O pai, desesperado, tentava conversar com ela naquele discurso clássico: “Filha, você tem tudo, tem um monte de brinquedos, uma cama novinha, colorida. A gente se esforça tanto pra te dar tudo”. Ela gritava, desesperada, chorando sem conseguir parar. Eu entreguei o Matheus pro pai e pedi um tempo pra nós duas. Entramos no banheiro, ela tentando se desvencilhar do meu abraço, sem forças de tanto chorar. Liguei o chuveiro na água quente e perguntei se ela queria tomar banho junto comigo. Balançando a cabeça e me abraçando, ela disse que sim. E foi aí que eu perguntei: “filha, você quer a sua mãe de volta?” e acenando com a cabeça ela deitou no meu peito dizendo que sim. Eu disse pro Kadu: “ela não tá falando da cama, substitui por mãe que você vai entender cada frase dela”.  
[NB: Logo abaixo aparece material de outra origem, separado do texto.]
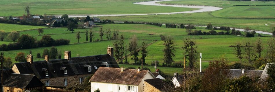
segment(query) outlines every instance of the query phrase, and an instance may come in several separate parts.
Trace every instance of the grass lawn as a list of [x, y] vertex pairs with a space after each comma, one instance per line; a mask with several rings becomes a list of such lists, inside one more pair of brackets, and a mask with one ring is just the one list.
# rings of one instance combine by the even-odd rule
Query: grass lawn
[[6, 32], [10, 32], [12, 31], [19, 31], [47, 27], [42, 26], [0, 23], [0, 30], [4, 31]]
[[0, 0], [0, 16], [22, 16], [29, 5], [33, 14], [62, 15], [81, 14], [121, 14], [179, 12], [196, 9], [164, 7], [133, 4], [146, 0]]

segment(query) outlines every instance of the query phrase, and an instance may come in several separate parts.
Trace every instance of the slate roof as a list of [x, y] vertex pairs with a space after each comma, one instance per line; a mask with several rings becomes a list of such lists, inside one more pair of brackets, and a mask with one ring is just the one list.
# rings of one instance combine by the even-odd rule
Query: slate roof
[[231, 78], [238, 78], [244, 75], [250, 77], [260, 77], [263, 71], [262, 70], [245, 70], [243, 74], [242, 70], [241, 69], [229, 69], [229, 71], [232, 74]]
[[158, 78], [145, 80], [144, 81], [160, 91], [161, 91], [166, 85], [162, 80]]
[[[9, 77], [9, 76], [12, 73], [13, 73], [13, 71], [12, 69], [3, 69], [3, 81], [5, 81], [7, 79], [7, 78]], [[0, 72], [0, 75], [1, 74], [1, 72]], [[1, 76], [0, 76], [0, 79], [1, 78]], [[1, 84], [0, 82], [0, 84]]]
[[149, 72], [143, 70], [100, 67], [90, 79], [92, 82], [138, 85]]
[[[91, 72], [88, 72], [85, 65], [99, 67], [102, 62], [108, 62], [109, 67], [119, 68], [113, 57], [109, 54], [72, 57], [70, 61], [67, 59], [50, 60], [34, 62], [32, 65], [29, 62], [15, 63], [21, 74], [34, 74], [38, 78], [44, 78], [94, 73], [96, 69], [92, 67]], [[66, 67], [67, 74], [64, 74]], [[49, 76], [45, 76], [45, 72], [48, 72]]]
[[12, 73], [3, 86], [20, 88], [30, 88], [44, 85], [34, 75]]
A parte mais difícil de ter o segundo filho é fazer com que o primeiro ainda se sinta amado e cuidado. O mais difícil no primeiro mês de vida do Matheus e dessa nova Catherine que nasce junto com ele é ser a mãe da Cecília. Por quase 9 anos, Cecília foi meu mundo todinho. Um amor tão grande que me faltava o ar só de pensar em qualquer coisa acontecendo com ela. Nas férias de janeiro eu curtia cada minuto pensando: são as últimas férias que ela tem a mamãe e o papai só pra ela. No final da gravidez a gente brincava de skincare, massagem, hidratava o cabelo e eu pensava todo dia: daqui a pouco tem um bebê chorando por aqui…  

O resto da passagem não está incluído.